Was ist das für ein Verein!?
Mit 0:1 gibt Rot-Weiss Essen sich an der Hafenstraße dem SV Rödinghausen geschlagen und bleibt damit 360 Minuten ohne Tor in der Regionalliga West. Ein Satz, so sachlich wie das ganze Leid unseres Vereins zusammenfassend.
Ende der letzten Saison noch stand RWE am 37. Spieltag mit einem Bein in der Oberliga und rettete sich gegen den FC Kray mit einem Doppelschlag durch Löning und Platzek. Wenige Wochen später herrschte wieder Euphorie bei allen, die es mit dem einstigen Aushängeschild der Stadt vorlieb nehmen. Selbige zwei Stürmer, die uns zum Ende der miserabelsten Saison aller Zeiten zwei emotionale Torjubel bescherten, stehen heute sinnbildlich für die Scheiße, die an unserem Verein haftet. Der Reihe nach:
Den ersten Dämpfer bekam die träumende Anhängerschar von Rot-Weiss Essen im letzten Testspiel vorm Saisonstart. Der bis dato beste Torjäger im Kader, Kamil Bednarski, verletzte sich im letzten Akt der Vorbereitung gegen durchweg rüde spielende Auer. Die hatten den weiten Weg aus dem Erzgebirge auf sich genommen, um einer Verpflichtung aus dem Soukou-Transfer nachzukommen. Welcher Stein damit ins Rollen gebracht wurde, war hier, sowie bei den ersten beiden siegreich gestalteten Saisonspielen, noch nicht zu erahnen. Spätestens aber als im Stadion am Zoo der Wuppertaler SV wiederholt einen Punkt in der letzten Spielminute gegen uns retten konnte, in dem den Roten ein Tor durch Abseits aberkannt wurde, hätte der Braten zu riechen sein sollen. Insbesondere weil Ex-Essener Daniel Grebe im Trikot der Wuppertaler die Abseitssituation stark anzweifelte. Es folgte eine böse 0:4-Klatsche gegen die Kölner Viktoria. Die Fans auf der Westtribüne, hier noch mit dem Schal über dem Kopf, voller Trotz-Mentalität, der Melancholie dieser Situation frönend. So paradox, aber so passend. Dann das Leckerli gegen Arminia Bielefeld im Pokal. RWE drückend überlegen, von den Fans mit einer wahnsinnigen Stimmgewalt nach vorne gepeitscht. Nach einer guten gespielten Stunde ein Allerweltsfoul – wenn überhaupt – von Patrick Huckle. Gelb-Rot, Platzverweis. Völlig überzogen. Weitere 60 Minuten in Unterzahl kämpft sich der Viertligist durch, über die Verlängerung und stehend K.o. bis zum Elfmeterschießen, das bekanntlich verloren wurde. Die RWE-Fans zollen ihrer Mannschaft großen Respekt, verhöhnen den Zweitligisten und gehen zufrieden nach Hause. War ja eh nur das Sonderbonbon. Einige Zeit später fragt man sich dennoch, wieso man für so einen aufopferungsvollen Kampf nicht belohnt wird? Dem RWE sei es nicht gegönnt. Wie so vieles nicht…

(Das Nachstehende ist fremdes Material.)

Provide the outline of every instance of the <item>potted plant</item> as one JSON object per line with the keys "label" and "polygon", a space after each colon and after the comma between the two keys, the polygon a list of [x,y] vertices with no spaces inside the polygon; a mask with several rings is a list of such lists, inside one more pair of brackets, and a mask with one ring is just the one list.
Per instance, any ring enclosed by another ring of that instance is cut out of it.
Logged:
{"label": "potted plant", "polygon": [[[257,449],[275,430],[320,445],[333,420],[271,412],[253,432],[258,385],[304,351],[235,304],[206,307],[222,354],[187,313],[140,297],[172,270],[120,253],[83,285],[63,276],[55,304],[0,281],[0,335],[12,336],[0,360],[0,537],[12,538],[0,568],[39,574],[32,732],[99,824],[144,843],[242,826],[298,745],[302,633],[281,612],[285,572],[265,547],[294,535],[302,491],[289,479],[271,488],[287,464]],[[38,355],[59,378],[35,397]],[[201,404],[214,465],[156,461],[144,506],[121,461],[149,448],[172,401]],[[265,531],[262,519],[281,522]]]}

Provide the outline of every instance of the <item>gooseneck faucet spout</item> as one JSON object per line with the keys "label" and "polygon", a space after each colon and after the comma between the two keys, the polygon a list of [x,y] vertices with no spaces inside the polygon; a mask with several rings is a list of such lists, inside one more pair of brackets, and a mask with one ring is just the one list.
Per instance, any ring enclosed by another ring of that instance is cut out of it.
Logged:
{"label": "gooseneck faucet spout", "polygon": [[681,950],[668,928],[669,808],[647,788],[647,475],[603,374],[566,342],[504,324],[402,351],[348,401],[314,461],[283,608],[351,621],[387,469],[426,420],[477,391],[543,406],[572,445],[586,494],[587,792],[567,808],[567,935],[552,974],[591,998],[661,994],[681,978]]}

Es folgte der Auftritt gegen die Zwote der Gladbacher Fohlen. „Die kennt der Demandt!“, „Der Ritter schenkt uns schon mal keinen mehr ein!“ oder „Wir sind mal wieder an der Reihe!“ dachte sich der treudoofe RWE-Fan und ließ die Hafenstraße bei brütender Hitze beben. Vergeblich. Dem erlösenden Tor oftmals so nahe, waren es wieder ein Elfmeter und ein roter Karton, die der Mannschaft das Genick brachen. Unter der Woche dann die nächste Posse seitens der GVE, auf die hier aus Platzgründen – mir platzt sonst wieder die Hutschnur – nicht weiter eingegangen werden soll.
Also wieder zurück zum sportlichen Desaster. Und damit zum aktuellen Spieltag. Der sechste an der Zahl und RWE schon wieder am Scheideweg. Zwischen Abstiegskampf und Niemandsland. Die Demandt-Elf jedoch leicht verändert. Rabihic im Zentrum von Anfang an, Brauer auf rechts und Meier in der Innenverteidigung für Windmüller, der sich seine Auszeit redlich verdient hat. RWE legte los wie die Feuerwehr und zeigte zu Beginn ein ansehnliches Pressing, das mit dem Spielverlauf allerdings nachließ. Logisch. Nichtsdestotrotz sah der gebotene Fußball bis an den Rödinghauser Strafraum sehr ordentlich aus. Der Abschluss dagegen oft kläglich bis jämmerlich. Das gesamte Spiel lief in eine Richtung, ohne dass sich RWE hochkarätige Chancen erspielen konnte, geschweige denn davon diese zu verwerten. Erst mit Beginn der zweiten Halbzeit konnte sich Niclas Heimann erstmals auszeichnen und einen Ballverlust von Huckle egalisieren. Als der Rödinghauser Joker Kargbo in der 65. Minute wie aus dem Nichts über links in den Essener Strafraum eindringt und sich durch die gesamte Hintermannschaft durchtankt, ist es erneut eine Notbremse, die den Gegner ins Spiel bringt. Während Baier noch auf dem Weg unter die Dusche war, avancierte Heimann bereits zum Spieler des Spiels und parierte den Strafstoß. Großer Jubel auf den Rängen. „Jetzt freuen wir uns noch, um in der 89. Minute durch ein Eckballtor zu verlieren…“, ahnte meiner einer, der diesen Verein mittlerweile bestens kennt, bereits voraus. Doch es kam noch schlimmer. Und so war es eine nahezu ähnliche Situation, die zehn Minuten vor Schluss den zweiten Platzverweis sowie einen weiteren Elfmeter nach sich zog. Diesmal konnte auch Heimann seinen Vorderleuten nicht den Hintern retten.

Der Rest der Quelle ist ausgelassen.